Breaking News

Manusia Ter-Tolol Se-Dunia



Penulis: H. Albar Sentosa Subari, S.H., S.U. (Pengamat Hukum) 

Jendelakita.my.id. -  “Manusia ter-tolol se-dunia,” begitulah sepenggal kalimat yang disampaikan oleh Ahmad Sahroni, Wakil Ketua Komisi III Dewan Perwakilan Rakyat Republik Indonesia, saat kunjungan kerja (kunker) ke Kepolisian Daerah Sumatera Utara pada Jumat, 22 Agustus 2025. Beliau adalah politisi Partai NasDem, sebagaimana dikutip dari WargaJakarta.id (23 Agustus 2025). Pernyataan tersebut diucapkan dengan nada tinggi (terlihat dari video yang beredar) sebagai tanggapan balik terhadap viralnya isu di media sosial mengenai pembubaran Dewan Perwakilan Rakyat Republik Indonesia.

Dalam pidatonya yang berapi-api, Ahmad Sahroni mengatakan: “Boleh saja masyarakat menyampaikan kritik yang membangun terhadap kinerja DPR RI. Namun jangan sampai memaki-maki, karena mereka wakil rakyat?” Pertanyaannya, sebenarnya kalimat atau pilihan kata yang beliau gunakan—“manusia ter-tolol se-dunia”—apakah tidak termasuk juga bentuk “memaki”?

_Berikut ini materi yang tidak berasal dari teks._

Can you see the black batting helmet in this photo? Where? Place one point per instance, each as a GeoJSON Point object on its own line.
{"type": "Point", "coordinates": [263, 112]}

Sebagai seorang pemerhati sosial, saya menilai bahwa viralnya isu tentang “pembubaran DPR RI” merupakan ungkapan kritik atau bentuk kekecewaan rakyat Indonesia terhadap perilaku yang ditunjukkan akhir-akhir ini. Misalnya, aksi bergembira ria dan berjoget di ruang sidang, dengan alasan apa pun, tetap merupakan hal yang tidak pantas dilakukan. Ruang sidang adalah simbol kedaulatan rakyat yang seharusnya dijaga martabatnya, apa pun latar belakang yang melatarinya.

Belum lagi berbagai kebijakan yang belakangan terdengar rencananya justru dinilai kurang menguntungkan rakyat, seperti kenaikan pajak dan biaya kesehatan, termasuk rencana kenaikan iuran BPJS Kesehatan. Hal-hal semacam ini semakin menambah keresahan masyarakat.

Beberapa waktu lalu, Ahmad Sahroni juga sempat melempar pernyataan saat rapat kerja Komisi III DPR dengan Komisi Pemberantasan Korupsi (KPK). Dalam kesempatan itu, beliau menyampaikan imbauan agar KPK melakukan komunikasi terlebih dahulu dengan partai politik apabila akan menangkap kader partai yang terjerat operasi tangkap tangan (OTT).

Secara logika hukum yang sehat, hal ini menimbulkan pertanyaan. Jika KPK harus melakukan komunikasi terlebih dahulu, maka itu bukan lagi operasi tangkap tangan namanya. Sudah dapat dipastikan akan terjadi kebocoran informasi sehingga pihak yang bersangkutan mengetahui dan menghindari proses hukum. Apakah alasan tanpa komunikasi terlebih dahulu justru dianggap sebagai bentuk “pelecehan partai”?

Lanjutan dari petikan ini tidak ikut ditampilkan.